4. Retomar as atividades habituais sem orientação


Com a melhoria dos sintomas, a tendência é voltar gradualmente às atividades habituais (trabalho, tarefas do dia-a-dia ou exercício físico). No entanto, a ausência de dor não significa necessariamente que o problema esteja totalmente resolvido. Se os fatores que contribuíram para o episódio se mantiverem presentes, o corpo pode ainda não estar preparado para lidar com as mesmas exigências. Este regresso à atividade "normal" precocemente ou sem os ajustes adequados pode levar ao reaparecimento do desconforto e limitação.

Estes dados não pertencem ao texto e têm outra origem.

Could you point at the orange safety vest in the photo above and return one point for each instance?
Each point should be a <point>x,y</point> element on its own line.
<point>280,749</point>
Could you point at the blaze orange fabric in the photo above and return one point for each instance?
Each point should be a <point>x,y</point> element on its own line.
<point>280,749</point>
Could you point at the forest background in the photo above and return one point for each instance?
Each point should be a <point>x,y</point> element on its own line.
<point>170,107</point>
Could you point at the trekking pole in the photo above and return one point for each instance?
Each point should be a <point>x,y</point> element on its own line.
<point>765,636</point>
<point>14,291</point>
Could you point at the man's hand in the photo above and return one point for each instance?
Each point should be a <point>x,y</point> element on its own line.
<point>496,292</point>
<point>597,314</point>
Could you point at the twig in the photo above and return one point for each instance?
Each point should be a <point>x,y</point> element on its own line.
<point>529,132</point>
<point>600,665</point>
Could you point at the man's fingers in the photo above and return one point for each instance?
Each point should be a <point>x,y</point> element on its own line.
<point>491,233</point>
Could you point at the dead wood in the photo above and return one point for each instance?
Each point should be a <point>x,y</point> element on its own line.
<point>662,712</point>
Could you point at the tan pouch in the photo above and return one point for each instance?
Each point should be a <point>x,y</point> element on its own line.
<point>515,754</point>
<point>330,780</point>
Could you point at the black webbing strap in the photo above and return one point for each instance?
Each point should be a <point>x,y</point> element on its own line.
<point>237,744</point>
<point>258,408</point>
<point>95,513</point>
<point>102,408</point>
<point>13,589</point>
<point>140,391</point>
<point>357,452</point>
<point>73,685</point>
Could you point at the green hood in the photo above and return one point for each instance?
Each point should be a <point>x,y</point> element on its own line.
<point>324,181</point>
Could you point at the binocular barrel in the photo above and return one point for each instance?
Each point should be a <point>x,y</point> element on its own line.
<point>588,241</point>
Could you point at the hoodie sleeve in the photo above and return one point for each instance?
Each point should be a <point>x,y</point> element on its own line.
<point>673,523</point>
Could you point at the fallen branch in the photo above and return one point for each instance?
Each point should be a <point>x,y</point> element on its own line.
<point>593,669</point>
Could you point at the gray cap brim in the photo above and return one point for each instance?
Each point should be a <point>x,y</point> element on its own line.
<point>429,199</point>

5. Fazer exercícios retirados da internet


O exercício é, de forma geral, uma parte essencial da recuperação da dor lombar. O movimento é necessário. O problema está no tipo de exercício, na intensidade e no momento em que é introduzido. Um programa genérico pode ser adequado para uma parte da população mas pode não ser o estímulo certo para a sua situação específica. Pode sobrecarregar estruturas que já estão sob stress. Pode exigir uma estabilização que ainda não existe. E pode, em vez de ajudar, prolongar o problema. O facto de um exercício "não doer" não significa que esteja a ajudar. E o facto de doer não significa necessariamente que está a prejudicar. Sem contexto clínico, é difícil distinguir. Mais do que "fazer exercício", o que importa é perceber que estímulo o seu corpo precisa — e em que fase está.

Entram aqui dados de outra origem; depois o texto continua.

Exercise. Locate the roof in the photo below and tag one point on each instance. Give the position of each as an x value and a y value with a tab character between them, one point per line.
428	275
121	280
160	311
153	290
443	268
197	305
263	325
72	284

6. Ignorar o impacto que a dor está a ter no seu dia-a-dia


Este é, provavelmente, o erro mais silencioso. A dor não precisa de ser intensa para começar a mudar o seu dia-a-dia. Muitas vezes, os sinais são subtis e fáceis de desvalorizar. Precisa de fazer mais pausas. Evita certas posições sem sequer pensar nisso. Está menos disponível no fim do dia. Renuncia a atividades como uma caminhada mais longa, uma tarde ativa com a família sem fazer a ligação direta à lombar. Sente que tem de gerir a energia de uma forma que antes não precisava. Estes sinais não aparecem de repente. Instalam-se aos poucos. E como a adaptação é gradual, raramente se nota a diferença num dia, só se nota quando se olha para trás e se percebe o que se foi perdendo. Quando estes sinais são ignorados, o corpo pode manter-se num estado de adaptação constante, sem recuperar completamente. E o que começou como um episódio pontual torna-se progressivamente mais presente. Avaliar apenas a intensidade da dor é insuficiente. O impacto no dia-a-dia é um indicador tão importante quanto a dor em si.

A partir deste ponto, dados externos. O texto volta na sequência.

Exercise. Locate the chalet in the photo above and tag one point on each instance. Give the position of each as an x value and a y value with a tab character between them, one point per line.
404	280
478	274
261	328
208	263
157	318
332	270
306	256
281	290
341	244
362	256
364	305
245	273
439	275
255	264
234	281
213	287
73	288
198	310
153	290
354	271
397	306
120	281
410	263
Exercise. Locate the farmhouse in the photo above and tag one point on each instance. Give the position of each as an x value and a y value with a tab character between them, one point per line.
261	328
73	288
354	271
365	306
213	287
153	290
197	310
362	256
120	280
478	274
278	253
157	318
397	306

7. Adiar pedido de ajuda pois a dor "não é assim tão grave"


Esta é a situação mais comum. E, honestamente, faz sentido: esperar que o episódio se resolva sozinho resulta muitas vezes. A dor passa. A vida continua. O problema é o que acontece ao longo do tempo. A recuperação pode ser mais lenta do que o necessário. Os fatores que contribuíram para a dor mantêm-se presentes. A probabilidade de novos episódios aumenta. E o que começou como algo pontual passa a ser algo recorrente que interfere cada vez mais com o dia-a-dia. Não porque se trate de algo grave. Mas porque aquilo que poderia ter sido ajustado numa fase simples deixou de o ser. A questão não é agir por urgência. É ter informação suficiente para perceber o que está a acontecer e o que faz sentido fazer a seguir. Em muitos casos, o que muda tudo não é agir mais cedo — é agir com clareza.




E no seu caso?

Se a dor lombar já o fez parar para pensar, então já é relevante o suficiente para ser compreendida.